Firearms in real life

Here is a link to a blog posting by Bob Wells about wilderness self-defense against large predators, such as mountain lions and bears. Bob spent much of his life in Alaska, now lives in wilderness areas in the Western U.S., and has great experience on this particular subject.

Large predator self-defense by Bob Wells

The striking thing about Bob’s recommendations, for those who know wilderness from TV, is that he does not recommend firearms of any kind for this purpose. Bob owns and uses such weapons, but he gives practical and experience-based reasons why they fail against attacking mountain lions or bears.

I disagree with Bob on the use of such weapons for self defense against human predators. I respect Bob a great deal for many reasons including his long experience in wild nature. However, my own experience includes living for about twelve years in neighborhoods that other white people typically fear and growing up around violent people. I lost that fear of neighborhoods the same way Bob lost his fear of wild places: by living there. I now see those neighborhoods as much less threatening than do those only see them on the TV news.

What struck me as I read Bob’s posting was that every one of his reasons not to carry firearms for defense against wild animals applies just as well to dangerous people, regardless of location.

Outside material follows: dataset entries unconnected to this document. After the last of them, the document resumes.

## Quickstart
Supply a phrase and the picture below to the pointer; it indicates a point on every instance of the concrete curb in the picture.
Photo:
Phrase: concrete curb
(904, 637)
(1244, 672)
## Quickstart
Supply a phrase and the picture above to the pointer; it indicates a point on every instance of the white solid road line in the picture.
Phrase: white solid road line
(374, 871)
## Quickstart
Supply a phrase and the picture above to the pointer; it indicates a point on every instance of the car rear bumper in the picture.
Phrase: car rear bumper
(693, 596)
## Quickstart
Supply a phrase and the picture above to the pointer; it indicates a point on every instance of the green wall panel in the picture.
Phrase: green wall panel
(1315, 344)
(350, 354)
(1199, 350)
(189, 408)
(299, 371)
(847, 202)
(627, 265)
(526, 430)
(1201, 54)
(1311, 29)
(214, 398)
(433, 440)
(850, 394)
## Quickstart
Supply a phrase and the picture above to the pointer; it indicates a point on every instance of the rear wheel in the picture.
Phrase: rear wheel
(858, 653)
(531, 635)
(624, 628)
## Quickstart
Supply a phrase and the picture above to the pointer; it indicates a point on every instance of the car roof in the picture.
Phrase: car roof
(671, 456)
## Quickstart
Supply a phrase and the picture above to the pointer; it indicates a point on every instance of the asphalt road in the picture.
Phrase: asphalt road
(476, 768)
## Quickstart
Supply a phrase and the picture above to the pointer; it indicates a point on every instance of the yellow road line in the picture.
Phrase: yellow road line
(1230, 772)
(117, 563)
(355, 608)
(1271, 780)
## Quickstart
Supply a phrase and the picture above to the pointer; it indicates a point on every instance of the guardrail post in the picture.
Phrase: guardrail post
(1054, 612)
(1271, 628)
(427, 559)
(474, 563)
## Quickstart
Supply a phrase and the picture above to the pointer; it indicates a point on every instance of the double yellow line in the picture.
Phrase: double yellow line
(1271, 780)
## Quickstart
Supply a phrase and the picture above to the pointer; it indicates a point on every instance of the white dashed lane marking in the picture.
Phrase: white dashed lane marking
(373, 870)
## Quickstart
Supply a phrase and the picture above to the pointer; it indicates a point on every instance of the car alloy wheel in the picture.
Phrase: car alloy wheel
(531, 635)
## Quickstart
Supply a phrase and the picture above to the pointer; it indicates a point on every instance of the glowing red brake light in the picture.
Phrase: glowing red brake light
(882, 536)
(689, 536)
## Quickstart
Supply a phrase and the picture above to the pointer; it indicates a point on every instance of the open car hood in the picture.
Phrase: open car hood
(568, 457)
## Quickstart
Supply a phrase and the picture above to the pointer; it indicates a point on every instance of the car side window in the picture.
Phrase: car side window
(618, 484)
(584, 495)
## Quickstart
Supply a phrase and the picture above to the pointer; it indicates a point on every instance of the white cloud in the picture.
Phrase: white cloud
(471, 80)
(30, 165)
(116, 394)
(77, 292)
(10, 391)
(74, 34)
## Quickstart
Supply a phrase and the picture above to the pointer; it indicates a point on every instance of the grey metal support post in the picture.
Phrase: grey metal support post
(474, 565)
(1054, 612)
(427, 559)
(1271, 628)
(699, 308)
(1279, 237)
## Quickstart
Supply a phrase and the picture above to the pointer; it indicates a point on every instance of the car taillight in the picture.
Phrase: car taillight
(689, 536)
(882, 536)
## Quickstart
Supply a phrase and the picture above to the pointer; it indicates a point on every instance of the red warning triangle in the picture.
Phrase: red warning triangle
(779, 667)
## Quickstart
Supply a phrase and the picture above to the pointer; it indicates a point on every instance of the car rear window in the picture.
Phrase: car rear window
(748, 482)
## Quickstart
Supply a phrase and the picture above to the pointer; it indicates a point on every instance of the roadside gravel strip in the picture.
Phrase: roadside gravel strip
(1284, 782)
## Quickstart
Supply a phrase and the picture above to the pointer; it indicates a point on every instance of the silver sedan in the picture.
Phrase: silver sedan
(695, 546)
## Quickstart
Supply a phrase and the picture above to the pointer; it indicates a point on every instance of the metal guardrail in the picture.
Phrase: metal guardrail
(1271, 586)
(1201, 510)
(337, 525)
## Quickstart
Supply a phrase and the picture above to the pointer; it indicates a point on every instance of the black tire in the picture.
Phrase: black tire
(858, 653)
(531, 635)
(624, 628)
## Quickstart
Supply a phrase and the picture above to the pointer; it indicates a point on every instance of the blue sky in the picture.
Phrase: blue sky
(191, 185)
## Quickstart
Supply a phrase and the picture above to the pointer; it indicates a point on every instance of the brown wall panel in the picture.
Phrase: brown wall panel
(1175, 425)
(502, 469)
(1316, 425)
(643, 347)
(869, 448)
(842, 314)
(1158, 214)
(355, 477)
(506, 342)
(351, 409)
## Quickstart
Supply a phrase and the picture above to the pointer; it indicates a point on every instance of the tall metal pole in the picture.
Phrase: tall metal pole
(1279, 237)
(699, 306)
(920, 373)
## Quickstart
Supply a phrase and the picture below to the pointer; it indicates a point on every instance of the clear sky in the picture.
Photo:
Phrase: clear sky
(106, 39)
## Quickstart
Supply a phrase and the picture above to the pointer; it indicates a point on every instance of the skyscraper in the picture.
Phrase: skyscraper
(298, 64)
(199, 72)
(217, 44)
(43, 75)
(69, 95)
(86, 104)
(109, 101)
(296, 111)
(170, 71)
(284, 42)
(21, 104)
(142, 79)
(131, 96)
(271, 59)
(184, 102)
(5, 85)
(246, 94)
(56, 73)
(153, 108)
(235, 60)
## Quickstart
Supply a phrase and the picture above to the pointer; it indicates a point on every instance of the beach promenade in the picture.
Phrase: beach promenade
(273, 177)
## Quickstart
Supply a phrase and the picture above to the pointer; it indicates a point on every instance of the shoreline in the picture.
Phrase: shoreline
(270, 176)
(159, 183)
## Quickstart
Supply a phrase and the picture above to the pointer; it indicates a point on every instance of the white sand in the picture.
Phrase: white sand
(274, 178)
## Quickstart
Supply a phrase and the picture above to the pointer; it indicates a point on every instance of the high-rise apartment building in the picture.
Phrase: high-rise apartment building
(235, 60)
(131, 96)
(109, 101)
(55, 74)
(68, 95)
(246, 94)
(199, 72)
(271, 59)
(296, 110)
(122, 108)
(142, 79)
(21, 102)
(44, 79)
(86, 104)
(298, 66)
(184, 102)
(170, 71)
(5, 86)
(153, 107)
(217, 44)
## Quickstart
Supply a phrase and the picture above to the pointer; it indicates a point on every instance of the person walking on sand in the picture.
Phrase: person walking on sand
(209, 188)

The ease of carrying, ease and speed of operation, and the issue of wounded animals (or people) becoming more dangerous apply to all situations. I’ll add another issue with humans. Bear spray, mace, or tasers are more easily hidden than any pistol large enough to do damage. The act of carrying any firearm, openly or supposedly concealed, can be construed by the distorted mind of a human predator as a threat. That predator then becomes more likely to act to neutralize the threat. Remember that you do not own the only weapon in any given neighborhood.

Someone mentioned another point in the comments. A bear that has encountered bear spray will be less prone to attacking another person. If that bear is killed and then replaced by another bear, the second bear does not know to fear humans. The same applies to people. If a dangerous person knows from experience that any person, no matter how harmless in appearance, can bring him intense pain and suffering accompanied by humiliation in the eyes of his peers, that is a deterrent. Based on my own experience, I believe it’s a better deterrent than the threat of death. Those predators are mostly addicts, and many of them would welcome death. Pain and humiliation are another matter.

In short, Bob Wells has great experience and intelligence in the wilderness. Pay attention to his know-how with regard to four-legged predators. I have enough experience in places with dangerous humans (almost anywhere, realistically) to make a credible statement that Bob’s ideas apply there as well.